11.09.2011 – Am Sonntag stand für die neu formierte C1 von Neu-SG-Trainer Sven Witting das erste Auswärtsspiel in der Oberliga Schleswig-Holstein auf dem Programm. Gegner war die HSG Mönkeberg/ Schönkirchen, die beim Eulencup den THW Kiel bezwungen hatte, welcher dort wiederum unsere Jungs besiegt hatte. Goalgetter Melf „Melle" Voigt hatte daher mir gegenüber am Vorabend leichte Bedenken geäußert, was den Ausgang des Spiels anging. Wie schön, dass sich seine Befürchtungen nicht bestätigen sollten. Doch der Reihe nach...

 

Es war noch keine Minute gespielt, da traf die SG bereits zum 0:1. Ich schaute, stutzte und erkannte nach kurzem Überlegen Tim Siebert.
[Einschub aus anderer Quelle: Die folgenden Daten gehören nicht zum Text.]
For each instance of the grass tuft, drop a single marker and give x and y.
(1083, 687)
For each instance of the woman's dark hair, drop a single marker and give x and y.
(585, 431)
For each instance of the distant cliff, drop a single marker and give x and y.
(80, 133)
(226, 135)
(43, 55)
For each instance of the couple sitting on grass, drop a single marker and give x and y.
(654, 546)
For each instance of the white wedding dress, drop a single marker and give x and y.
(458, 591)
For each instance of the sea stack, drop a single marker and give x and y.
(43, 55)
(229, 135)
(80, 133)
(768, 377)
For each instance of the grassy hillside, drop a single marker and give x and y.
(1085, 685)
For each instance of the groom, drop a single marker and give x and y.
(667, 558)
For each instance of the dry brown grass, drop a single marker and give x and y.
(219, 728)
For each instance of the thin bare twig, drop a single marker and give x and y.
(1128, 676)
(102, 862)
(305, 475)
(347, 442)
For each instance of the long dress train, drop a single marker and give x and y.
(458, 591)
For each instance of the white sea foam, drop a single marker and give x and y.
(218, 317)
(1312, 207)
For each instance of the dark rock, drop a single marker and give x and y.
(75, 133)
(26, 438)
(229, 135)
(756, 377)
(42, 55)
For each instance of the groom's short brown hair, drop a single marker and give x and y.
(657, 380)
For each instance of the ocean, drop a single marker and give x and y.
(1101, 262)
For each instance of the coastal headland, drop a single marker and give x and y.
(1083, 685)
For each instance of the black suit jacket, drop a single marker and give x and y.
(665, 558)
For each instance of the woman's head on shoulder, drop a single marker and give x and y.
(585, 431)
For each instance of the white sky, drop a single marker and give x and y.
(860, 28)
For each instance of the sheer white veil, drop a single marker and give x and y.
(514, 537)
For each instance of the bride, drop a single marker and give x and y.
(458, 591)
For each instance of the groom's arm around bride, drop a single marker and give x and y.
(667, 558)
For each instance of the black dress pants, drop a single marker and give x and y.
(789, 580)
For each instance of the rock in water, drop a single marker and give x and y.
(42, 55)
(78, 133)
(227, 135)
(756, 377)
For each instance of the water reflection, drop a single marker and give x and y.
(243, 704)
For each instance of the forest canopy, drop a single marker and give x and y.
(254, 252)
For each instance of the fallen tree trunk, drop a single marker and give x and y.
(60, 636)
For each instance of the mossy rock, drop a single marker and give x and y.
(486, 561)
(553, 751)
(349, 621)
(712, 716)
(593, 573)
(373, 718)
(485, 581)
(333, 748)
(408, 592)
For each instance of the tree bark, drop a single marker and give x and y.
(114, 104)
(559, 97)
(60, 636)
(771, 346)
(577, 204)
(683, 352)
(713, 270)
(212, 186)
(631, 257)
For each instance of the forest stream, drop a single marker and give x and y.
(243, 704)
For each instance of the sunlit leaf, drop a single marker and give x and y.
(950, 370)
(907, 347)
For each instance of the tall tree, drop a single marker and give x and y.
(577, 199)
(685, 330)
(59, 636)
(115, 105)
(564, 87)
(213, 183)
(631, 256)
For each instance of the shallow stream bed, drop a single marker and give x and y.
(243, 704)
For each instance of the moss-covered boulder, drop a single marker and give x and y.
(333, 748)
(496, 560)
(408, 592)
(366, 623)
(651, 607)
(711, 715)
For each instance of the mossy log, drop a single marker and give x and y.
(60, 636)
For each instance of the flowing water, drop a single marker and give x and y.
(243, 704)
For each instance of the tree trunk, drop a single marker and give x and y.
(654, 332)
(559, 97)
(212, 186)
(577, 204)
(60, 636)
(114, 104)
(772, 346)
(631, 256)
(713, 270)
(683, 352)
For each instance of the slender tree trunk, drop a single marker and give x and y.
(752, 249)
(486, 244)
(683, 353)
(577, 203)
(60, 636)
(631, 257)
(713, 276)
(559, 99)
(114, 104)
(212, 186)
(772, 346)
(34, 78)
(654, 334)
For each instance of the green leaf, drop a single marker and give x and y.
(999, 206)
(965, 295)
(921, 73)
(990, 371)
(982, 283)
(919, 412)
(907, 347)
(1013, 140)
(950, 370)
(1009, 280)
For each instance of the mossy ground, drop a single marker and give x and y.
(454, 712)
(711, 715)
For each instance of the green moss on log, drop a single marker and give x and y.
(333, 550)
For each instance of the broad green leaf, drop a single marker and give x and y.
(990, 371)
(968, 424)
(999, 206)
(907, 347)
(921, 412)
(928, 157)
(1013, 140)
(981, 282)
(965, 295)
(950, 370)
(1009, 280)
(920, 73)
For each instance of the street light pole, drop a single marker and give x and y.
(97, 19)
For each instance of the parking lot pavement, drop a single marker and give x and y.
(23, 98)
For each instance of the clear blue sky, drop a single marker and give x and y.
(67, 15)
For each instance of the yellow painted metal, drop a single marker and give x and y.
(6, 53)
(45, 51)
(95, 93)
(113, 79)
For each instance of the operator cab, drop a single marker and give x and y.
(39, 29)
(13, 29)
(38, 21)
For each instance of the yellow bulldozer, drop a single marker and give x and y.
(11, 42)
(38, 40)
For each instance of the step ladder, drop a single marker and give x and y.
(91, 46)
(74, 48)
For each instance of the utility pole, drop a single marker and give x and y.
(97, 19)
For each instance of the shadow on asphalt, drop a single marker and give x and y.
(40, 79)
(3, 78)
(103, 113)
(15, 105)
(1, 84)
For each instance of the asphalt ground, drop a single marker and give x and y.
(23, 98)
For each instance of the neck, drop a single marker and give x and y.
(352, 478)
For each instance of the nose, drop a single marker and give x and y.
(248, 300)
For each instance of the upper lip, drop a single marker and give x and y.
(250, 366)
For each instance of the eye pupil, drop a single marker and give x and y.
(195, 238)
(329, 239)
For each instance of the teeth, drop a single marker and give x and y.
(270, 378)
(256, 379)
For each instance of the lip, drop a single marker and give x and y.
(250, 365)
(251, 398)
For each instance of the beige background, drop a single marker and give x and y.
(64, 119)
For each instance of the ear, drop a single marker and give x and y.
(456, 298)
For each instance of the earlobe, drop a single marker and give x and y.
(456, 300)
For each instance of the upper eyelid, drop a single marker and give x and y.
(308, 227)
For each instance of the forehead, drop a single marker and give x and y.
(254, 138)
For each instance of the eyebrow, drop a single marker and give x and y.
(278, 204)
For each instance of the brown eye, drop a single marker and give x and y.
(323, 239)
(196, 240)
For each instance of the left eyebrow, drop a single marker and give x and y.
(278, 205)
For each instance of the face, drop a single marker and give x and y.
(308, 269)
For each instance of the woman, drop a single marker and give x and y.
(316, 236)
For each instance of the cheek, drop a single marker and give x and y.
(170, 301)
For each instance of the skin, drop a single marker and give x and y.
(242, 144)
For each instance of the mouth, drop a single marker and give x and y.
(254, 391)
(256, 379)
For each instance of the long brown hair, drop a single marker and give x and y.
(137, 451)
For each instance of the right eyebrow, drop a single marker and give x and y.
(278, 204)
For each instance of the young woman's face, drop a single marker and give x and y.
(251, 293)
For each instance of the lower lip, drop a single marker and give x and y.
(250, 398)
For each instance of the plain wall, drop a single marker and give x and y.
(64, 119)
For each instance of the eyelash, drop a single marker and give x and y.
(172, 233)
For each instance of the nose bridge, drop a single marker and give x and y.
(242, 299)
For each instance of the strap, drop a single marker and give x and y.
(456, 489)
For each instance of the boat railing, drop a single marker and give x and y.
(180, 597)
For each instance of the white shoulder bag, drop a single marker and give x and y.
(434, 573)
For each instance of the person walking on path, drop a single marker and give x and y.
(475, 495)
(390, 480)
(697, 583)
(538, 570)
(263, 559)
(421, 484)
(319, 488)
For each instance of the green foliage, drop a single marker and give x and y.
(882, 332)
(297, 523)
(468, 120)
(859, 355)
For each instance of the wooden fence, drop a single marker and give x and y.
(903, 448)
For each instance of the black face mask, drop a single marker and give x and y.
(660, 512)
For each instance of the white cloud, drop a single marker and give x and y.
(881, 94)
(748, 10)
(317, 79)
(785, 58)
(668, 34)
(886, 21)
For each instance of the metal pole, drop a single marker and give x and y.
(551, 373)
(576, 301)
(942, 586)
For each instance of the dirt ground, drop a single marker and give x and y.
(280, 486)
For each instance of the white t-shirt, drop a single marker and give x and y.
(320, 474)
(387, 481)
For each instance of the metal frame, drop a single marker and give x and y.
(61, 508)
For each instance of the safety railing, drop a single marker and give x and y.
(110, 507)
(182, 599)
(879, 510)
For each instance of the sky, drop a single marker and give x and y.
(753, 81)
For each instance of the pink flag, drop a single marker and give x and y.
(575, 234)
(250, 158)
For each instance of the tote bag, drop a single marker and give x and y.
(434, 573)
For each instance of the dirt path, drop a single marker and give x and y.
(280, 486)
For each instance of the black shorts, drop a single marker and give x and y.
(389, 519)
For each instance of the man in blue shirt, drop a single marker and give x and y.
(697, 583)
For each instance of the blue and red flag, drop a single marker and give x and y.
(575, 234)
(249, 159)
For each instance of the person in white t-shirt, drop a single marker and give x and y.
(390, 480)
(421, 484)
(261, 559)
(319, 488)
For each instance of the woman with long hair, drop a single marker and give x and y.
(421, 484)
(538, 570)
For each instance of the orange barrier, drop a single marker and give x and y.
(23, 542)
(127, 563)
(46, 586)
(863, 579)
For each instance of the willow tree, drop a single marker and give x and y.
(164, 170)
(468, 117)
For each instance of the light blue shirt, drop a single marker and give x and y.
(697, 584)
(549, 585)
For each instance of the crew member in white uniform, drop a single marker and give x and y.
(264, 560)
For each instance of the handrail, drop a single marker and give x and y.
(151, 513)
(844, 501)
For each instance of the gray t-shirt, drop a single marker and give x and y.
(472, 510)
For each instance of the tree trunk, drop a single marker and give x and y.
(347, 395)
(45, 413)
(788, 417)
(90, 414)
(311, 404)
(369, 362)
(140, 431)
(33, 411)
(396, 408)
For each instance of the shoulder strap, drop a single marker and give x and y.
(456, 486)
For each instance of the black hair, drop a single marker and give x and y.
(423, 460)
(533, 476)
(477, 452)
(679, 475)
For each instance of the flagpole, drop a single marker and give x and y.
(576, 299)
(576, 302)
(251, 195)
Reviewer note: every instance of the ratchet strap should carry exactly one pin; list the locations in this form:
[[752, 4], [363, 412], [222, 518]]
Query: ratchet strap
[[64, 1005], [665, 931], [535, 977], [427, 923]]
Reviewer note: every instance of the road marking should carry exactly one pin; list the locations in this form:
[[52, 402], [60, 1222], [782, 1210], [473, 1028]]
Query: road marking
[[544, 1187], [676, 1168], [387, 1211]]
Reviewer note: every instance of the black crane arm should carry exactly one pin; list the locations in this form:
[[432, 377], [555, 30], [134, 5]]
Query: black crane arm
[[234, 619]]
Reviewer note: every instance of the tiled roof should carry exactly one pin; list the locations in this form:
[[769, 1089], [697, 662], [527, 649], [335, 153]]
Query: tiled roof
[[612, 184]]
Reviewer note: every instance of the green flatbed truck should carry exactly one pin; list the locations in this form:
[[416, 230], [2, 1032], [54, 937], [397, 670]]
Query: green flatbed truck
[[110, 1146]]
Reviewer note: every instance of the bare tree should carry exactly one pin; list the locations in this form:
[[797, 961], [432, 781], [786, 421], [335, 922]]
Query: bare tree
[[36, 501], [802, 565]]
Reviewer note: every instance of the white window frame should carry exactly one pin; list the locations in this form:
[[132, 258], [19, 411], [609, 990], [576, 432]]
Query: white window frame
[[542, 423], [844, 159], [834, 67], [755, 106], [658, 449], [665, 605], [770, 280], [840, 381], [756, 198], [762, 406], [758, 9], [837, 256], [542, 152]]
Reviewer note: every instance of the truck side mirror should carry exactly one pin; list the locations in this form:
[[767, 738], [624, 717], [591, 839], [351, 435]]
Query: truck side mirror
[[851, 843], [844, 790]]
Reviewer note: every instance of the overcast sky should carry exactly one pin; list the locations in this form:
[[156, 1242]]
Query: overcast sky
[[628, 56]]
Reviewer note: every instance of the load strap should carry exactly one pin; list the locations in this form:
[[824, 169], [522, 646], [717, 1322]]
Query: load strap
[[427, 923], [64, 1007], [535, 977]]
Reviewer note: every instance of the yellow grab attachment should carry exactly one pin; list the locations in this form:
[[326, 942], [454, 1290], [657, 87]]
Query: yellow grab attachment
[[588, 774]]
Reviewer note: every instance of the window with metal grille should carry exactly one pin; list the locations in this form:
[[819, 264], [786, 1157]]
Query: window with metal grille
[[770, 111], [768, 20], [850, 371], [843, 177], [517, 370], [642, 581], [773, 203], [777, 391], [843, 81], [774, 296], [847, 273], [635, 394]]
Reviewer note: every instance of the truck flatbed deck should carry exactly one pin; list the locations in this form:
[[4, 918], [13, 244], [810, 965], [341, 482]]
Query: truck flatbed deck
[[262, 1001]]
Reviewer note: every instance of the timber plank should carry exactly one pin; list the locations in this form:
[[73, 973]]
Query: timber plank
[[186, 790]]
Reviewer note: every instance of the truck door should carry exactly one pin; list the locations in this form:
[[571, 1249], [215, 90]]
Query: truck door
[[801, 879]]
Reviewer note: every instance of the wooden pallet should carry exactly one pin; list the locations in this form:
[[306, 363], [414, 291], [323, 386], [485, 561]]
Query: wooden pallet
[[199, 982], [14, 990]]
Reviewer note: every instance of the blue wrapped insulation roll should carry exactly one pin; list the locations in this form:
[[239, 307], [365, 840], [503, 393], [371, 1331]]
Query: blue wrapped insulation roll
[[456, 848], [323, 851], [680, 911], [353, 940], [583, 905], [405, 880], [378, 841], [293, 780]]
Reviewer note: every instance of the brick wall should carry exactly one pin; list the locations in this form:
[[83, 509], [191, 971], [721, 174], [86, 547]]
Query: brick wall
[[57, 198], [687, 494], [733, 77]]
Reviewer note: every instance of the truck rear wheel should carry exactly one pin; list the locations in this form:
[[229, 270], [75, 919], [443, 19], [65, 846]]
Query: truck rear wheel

Ganz fiese Geschichte, meine Herren! Da habe ich mir beim Eulencup extra alle Namen und Nummern notiert, um für die Saison vorbereitet zu sein und dann laufen diverse von euch mit einer anderen Nummer auf. Hat aber nichts geholfen – ich habe euch trotzdem erkannt. ;-)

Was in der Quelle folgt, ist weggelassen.